The daughter of President Obama's closest confidante will be covering the Trump Administration for CNN.
Laura Jarrett is the daughter of Valerie Jarrett, who has been advising and guiding Obama since she hired his then-fiancée , Michelle, in 1991, to work with Chicago Mayor Richard Daley. Valerie Jarrett is so close that she often vacations with the first family.
The younger Jarrett had no experience in journalism prior to joining the cable news network in September. There is no record that she wrote for any of the newspapers at Amherst College or Harvard, where she earned her law degree. She is slated to cover Trump’s Department of Justice.
A biography of the Jarett posted on CNN’s website describes her long history as a Harvard-trained legal advocate but makes no mention of her mother, her connection to other leaders of the Democratic Party or the fact that President Obama attended her wedding in 2012. It does note that she published articles on the intersection of gender, violence, and the law for the Harvard Journal of Law and Gender.
Jarrett follows a long line of high-profile Democrats employed as journalists by news networks. They include Chelsea Clinton, George Stephanopoulos, Chris Matthews and Tim Russert.

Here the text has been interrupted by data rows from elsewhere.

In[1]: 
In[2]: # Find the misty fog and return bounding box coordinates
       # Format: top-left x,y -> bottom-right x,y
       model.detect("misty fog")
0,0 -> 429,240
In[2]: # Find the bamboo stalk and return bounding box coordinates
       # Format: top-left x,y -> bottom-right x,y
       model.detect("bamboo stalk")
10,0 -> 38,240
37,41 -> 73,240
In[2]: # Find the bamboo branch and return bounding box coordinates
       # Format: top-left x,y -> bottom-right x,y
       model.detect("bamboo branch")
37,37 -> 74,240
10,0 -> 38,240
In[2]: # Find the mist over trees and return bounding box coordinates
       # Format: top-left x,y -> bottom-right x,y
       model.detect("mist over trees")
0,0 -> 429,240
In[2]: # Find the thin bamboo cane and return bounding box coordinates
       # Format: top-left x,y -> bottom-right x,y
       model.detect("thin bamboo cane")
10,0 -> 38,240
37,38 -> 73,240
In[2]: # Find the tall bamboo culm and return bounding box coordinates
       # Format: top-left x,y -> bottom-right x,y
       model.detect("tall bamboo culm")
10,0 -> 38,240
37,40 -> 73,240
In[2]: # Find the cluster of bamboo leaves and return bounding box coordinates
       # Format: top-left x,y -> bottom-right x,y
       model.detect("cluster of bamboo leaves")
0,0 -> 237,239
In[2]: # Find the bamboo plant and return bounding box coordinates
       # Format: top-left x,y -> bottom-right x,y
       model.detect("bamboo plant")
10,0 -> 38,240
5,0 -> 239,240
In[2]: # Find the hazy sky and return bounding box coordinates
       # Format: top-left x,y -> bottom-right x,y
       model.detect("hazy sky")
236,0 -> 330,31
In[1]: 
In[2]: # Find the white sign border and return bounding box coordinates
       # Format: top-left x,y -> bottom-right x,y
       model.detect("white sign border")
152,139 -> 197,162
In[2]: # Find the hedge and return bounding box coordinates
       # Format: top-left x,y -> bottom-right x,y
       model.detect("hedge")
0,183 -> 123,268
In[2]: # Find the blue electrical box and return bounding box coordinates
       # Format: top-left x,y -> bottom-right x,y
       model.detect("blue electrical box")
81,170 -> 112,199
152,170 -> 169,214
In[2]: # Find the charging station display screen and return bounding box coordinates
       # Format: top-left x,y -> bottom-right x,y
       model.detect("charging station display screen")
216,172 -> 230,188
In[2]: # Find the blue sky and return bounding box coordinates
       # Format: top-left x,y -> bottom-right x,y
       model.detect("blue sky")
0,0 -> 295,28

In addition, the president of CBS News, David Rhodes, is the brother of Obama’s strategic communications advisor, Ben Rhodes. Outgoing National Security Advisor Susan Rice's husband was a senior executive with ABC News until 2011.
Jarret’s hiring comes just months after CNN severed ties with Democrat strategist Donna Brazile, after she provided Hillary Clinton with debate questions.
Trump has frequently clashed with CNN, labeling it “fake news” at his Jan. 11 press conference.
Jeffrey L. Seglin, a lecturer in public policy Harvard’s Kennedy School of Government who writes about ethics, said Jarret’s hiring raises complicated questions. “They are hiring her for who she is and for the knowledge she has and part of that knowledge is built upon her connections.”
But, he noted, “there is a potential for a conflict because of her background and CNN should disclose that fact in the interests of transparency to the viewer.”
Seglin added, “I would be just as concerned if the parties were reversed or say if Mike Pence had an adult child who was reporting on a Democratic administration.”
Seglin said that CNN could tackle the transparency issue in some ways. He noted that in the past CNN had done a fair job using the on-screen scroll to identify the political ties of on-air talent. CNN should make it clear if her work is meant to be opinion journalism or news reporting.
Other media experts are more skeptical that her appointment should be cause for concern.
“Conflicts of interest aren’t something you inherit from your parents,” said Kelly McBride Vice President of Poynter Institute, “Someone shouldn’t be disqualified from reporting on a topic because of the guest list at their wedding.”